Nobel Intent is a “science-centric journal” that follows “the tech and trends pulsating around the ‘net” and is a part of Ars Technica. I first read John Timmer’s thoughtfully reasoned October 17th post on Does TV pull the trigger on autism?. In regard to Cornell School of Business professor Michael Waldman’s hypothesis that “early childhood television watching is an important trigger for autism” and that we ought therefore to “act as if it were,” Timmer asks if this statement

….does, however, bring us to what is probably the most significant caveat: what does this actually mean? Is it television viewing itself that’s changing childhood development? Or is TV viewing simply correlated with something else, such as an environment without good options for social interactions? Pulling the children away from the TV, but into an otherwise harmful environment might wind up being a useless gesture that helps parents feel better, but does nothing for their kids.

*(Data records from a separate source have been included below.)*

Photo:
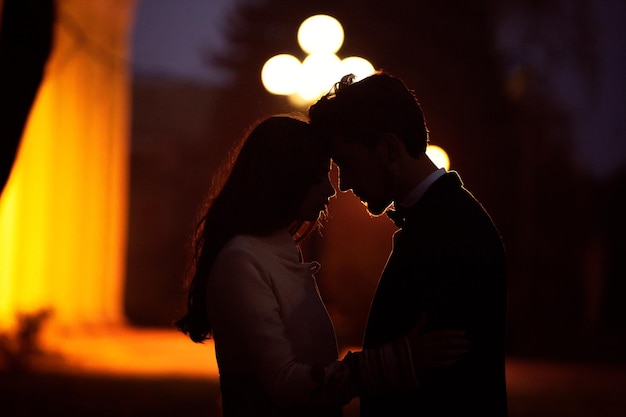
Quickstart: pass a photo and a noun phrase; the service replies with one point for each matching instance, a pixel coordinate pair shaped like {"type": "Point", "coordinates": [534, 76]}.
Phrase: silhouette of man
{"type": "Point", "coordinates": [448, 261]}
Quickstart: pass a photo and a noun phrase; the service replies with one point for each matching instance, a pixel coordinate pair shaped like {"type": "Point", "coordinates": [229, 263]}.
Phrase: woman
{"type": "Point", "coordinates": [252, 293]}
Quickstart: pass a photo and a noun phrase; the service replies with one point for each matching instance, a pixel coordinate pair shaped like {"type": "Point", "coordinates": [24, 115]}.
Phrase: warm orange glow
{"type": "Point", "coordinates": [63, 211]}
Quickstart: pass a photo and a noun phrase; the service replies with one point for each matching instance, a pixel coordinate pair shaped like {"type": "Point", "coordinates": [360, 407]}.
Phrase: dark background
{"type": "Point", "coordinates": [508, 114]}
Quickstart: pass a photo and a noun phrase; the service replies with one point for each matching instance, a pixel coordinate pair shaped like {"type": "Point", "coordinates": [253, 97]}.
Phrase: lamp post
{"type": "Point", "coordinates": [320, 37]}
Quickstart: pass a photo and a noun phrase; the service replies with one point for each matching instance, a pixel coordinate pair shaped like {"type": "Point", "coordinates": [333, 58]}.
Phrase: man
{"type": "Point", "coordinates": [448, 262]}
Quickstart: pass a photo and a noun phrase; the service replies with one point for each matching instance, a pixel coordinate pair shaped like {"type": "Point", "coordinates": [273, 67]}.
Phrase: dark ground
{"type": "Point", "coordinates": [536, 389]}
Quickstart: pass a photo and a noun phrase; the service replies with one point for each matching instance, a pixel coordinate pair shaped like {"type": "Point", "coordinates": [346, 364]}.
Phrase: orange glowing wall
{"type": "Point", "coordinates": [63, 212]}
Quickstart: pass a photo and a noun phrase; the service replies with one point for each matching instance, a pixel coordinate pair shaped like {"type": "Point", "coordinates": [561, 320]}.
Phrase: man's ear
{"type": "Point", "coordinates": [390, 148]}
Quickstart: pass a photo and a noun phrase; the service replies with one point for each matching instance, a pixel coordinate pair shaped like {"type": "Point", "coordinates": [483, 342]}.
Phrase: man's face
{"type": "Point", "coordinates": [316, 200]}
{"type": "Point", "coordinates": [363, 171]}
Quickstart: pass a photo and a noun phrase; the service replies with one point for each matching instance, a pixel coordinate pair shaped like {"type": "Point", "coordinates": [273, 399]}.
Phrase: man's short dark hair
{"type": "Point", "coordinates": [364, 110]}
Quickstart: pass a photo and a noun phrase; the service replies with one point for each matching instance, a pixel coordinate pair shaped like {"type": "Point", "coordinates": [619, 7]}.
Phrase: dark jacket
{"type": "Point", "coordinates": [448, 261]}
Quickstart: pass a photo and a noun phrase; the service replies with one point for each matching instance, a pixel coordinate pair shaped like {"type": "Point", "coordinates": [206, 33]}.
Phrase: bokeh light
{"type": "Point", "coordinates": [438, 156]}
{"type": "Point", "coordinates": [321, 37]}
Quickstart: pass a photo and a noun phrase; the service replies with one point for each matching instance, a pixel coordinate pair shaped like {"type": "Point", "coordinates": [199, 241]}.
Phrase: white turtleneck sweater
{"type": "Point", "coordinates": [269, 322]}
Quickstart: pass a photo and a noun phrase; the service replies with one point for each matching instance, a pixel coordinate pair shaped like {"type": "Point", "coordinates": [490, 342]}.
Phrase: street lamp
{"type": "Point", "coordinates": [303, 82]}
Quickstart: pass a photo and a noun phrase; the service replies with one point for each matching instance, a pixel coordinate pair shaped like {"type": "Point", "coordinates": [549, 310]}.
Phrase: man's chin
{"type": "Point", "coordinates": [374, 210]}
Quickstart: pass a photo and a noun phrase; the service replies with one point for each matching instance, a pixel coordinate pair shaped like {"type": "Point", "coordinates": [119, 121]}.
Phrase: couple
{"type": "Point", "coordinates": [434, 342]}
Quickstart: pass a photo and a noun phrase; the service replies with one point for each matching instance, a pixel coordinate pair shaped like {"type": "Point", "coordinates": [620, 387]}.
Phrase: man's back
{"type": "Point", "coordinates": [448, 262]}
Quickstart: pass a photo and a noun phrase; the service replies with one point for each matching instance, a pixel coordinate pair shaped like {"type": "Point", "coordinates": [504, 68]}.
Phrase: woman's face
{"type": "Point", "coordinates": [316, 199]}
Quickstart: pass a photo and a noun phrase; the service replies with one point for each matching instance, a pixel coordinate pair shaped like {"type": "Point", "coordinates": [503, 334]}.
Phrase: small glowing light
{"type": "Point", "coordinates": [438, 156]}
{"type": "Point", "coordinates": [319, 72]}
{"type": "Point", "coordinates": [360, 67]}
{"type": "Point", "coordinates": [281, 74]}
{"type": "Point", "coordinates": [320, 34]}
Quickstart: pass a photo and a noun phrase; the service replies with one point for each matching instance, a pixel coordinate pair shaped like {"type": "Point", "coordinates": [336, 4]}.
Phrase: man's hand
{"type": "Point", "coordinates": [436, 349]}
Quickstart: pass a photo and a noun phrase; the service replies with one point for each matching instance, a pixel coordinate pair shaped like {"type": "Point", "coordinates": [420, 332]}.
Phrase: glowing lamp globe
{"type": "Point", "coordinates": [281, 74]}
{"type": "Point", "coordinates": [320, 34]}
{"type": "Point", "coordinates": [438, 156]}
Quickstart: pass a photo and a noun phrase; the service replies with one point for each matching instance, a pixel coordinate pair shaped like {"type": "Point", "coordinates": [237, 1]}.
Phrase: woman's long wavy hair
{"type": "Point", "coordinates": [256, 193]}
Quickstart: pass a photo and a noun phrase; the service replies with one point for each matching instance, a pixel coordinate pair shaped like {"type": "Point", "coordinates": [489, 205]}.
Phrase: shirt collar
{"type": "Point", "coordinates": [413, 197]}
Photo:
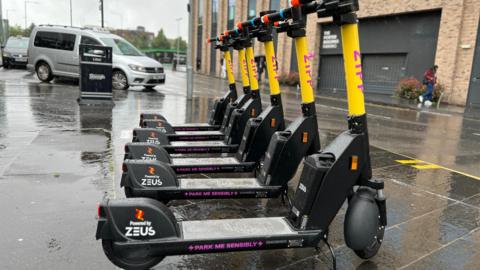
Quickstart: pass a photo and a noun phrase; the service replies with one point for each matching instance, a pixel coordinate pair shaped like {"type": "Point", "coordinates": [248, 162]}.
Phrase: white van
{"type": "Point", "coordinates": [53, 51]}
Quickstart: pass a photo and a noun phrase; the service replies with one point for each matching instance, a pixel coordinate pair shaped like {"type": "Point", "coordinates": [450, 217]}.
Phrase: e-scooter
{"type": "Point", "coordinates": [283, 153]}
{"type": "Point", "coordinates": [139, 233]}
{"type": "Point", "coordinates": [258, 131]}
{"type": "Point", "coordinates": [219, 110]}
{"type": "Point", "coordinates": [235, 118]}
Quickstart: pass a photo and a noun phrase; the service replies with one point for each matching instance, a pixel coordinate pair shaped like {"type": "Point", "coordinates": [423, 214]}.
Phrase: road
{"type": "Point", "coordinates": [57, 160]}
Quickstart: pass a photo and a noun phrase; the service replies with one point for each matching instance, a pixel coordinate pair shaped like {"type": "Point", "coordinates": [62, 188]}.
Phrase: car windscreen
{"type": "Point", "coordinates": [121, 47]}
{"type": "Point", "coordinates": [17, 43]}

Timmer posts today about Autism and Gene Regulation lucidly explains a new study that seeks to identify an autism gene. The researchers

scanned the five suspect regions for genes known to have multiple biological functions, and zeroed in MET, a growth factor receptor that’s used for a variety of processes. They next examined MET in a collection of about 1,200 cases from 200+ families that had autistic members, based on very broad diagnostic criteria (autism symptoms can vary and this sampling included autism-related disorders). A quick scan of inheritance revealed that variations in and around the MET gene were inherited in two blocks, one holding the protein-coding sequences, and the other information that regulates gene expression. Using these families, they found that autism was inherited with the regulatory sequences, and eventually identified a single base difference (G-to-C) that increased the risk of autism.

As Timmer notes, this new study is notable for its use of genetic analysis along with a biochemical explanation. In a slight rephrasing of the belief that certain individuals may have a genetic predisposition to developing an autism spectrum disorder,” Timmer writes that it seems that “autism requires a confluence of genetic and environmental factors,” thereby reminding us of the complicated interplay of these in the aetiology of autism.